Coupling a single electron to a Bose-Einstein condensate (1306.5181v1)

Abstract: The coupling of electrons to matter is at the heart of our understanding of material properties such as electrical conductivity. One of the most intriguing effects is that electron-phonon coupling can lead to the formation of a Cooper pair out of two repelling electrons, the basis for BCS superconductivity. Here we study the interaction of a single localized electron with a Bose-Einstein condensate (BEC) and show that it can excite phonons and eventually set the whole condensate into a collective oscillation. We find that the coupling is surprisingly strong as compared to ionic impurities due to the more favorable mass ratio. The electron is held in place by a single charged ionic core forming a Rydberg bound state. This Rydberg electron is described by a wavefunction extending to a size comparable to the dimensions of the BEC, namely up to 8 micrometers.

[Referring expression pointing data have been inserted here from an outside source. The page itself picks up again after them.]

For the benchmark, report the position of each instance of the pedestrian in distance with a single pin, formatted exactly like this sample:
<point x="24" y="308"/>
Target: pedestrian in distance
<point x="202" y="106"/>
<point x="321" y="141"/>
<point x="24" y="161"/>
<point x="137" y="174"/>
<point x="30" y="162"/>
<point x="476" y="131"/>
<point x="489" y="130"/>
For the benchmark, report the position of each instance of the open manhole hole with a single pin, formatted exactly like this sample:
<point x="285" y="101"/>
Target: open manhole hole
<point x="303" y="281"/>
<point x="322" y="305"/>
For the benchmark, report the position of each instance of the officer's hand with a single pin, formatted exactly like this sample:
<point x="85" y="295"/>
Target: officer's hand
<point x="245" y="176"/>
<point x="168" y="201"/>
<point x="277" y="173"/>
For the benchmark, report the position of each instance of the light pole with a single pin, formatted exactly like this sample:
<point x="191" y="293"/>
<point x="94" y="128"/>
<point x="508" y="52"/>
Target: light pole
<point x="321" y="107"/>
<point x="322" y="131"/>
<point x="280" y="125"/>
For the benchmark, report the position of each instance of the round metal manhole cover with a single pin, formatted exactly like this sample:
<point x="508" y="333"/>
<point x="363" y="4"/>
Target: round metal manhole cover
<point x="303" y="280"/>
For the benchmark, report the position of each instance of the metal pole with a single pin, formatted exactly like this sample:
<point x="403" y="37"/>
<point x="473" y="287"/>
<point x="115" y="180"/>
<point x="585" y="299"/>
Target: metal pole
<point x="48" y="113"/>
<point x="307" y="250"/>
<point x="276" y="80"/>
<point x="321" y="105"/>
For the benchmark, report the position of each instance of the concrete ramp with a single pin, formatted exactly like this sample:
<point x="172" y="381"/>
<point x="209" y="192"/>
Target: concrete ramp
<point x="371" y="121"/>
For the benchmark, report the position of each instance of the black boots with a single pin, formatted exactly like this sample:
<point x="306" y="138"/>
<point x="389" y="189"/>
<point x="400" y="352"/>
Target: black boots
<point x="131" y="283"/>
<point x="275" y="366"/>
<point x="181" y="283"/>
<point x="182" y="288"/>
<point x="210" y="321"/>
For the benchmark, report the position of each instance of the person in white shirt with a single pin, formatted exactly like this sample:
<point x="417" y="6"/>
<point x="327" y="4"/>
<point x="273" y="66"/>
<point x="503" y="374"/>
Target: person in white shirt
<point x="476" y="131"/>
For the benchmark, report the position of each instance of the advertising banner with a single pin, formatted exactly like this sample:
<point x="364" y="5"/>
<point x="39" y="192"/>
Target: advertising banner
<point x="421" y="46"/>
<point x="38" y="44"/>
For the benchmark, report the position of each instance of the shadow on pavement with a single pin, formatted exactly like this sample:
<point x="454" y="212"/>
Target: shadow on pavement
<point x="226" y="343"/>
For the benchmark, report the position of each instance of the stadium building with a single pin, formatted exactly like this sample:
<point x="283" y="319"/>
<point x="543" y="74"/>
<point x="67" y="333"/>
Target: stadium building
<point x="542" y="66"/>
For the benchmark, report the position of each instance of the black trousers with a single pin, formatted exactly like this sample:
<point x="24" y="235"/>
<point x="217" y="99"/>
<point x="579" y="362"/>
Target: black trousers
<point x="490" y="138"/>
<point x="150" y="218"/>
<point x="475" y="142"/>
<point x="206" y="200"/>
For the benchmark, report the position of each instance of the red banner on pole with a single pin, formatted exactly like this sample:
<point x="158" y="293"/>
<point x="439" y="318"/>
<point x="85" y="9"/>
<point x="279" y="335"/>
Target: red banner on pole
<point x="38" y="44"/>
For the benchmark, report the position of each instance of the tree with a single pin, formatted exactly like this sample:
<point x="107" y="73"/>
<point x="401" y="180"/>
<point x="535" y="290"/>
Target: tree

In such a state, corresponding to a principal quantum number of n=202, the Rydberg electron is interacting with several tens of thousands of condensed atoms contained within its orbit. We observe surprisingly long lifetimes and finite size effects due to the electron exploring the wings of the BEC. Based on our results we anticipate future experiments on electron wavefunction imaging, investigation of phonon mediated coupling of single electrons, and applications in quantum optics.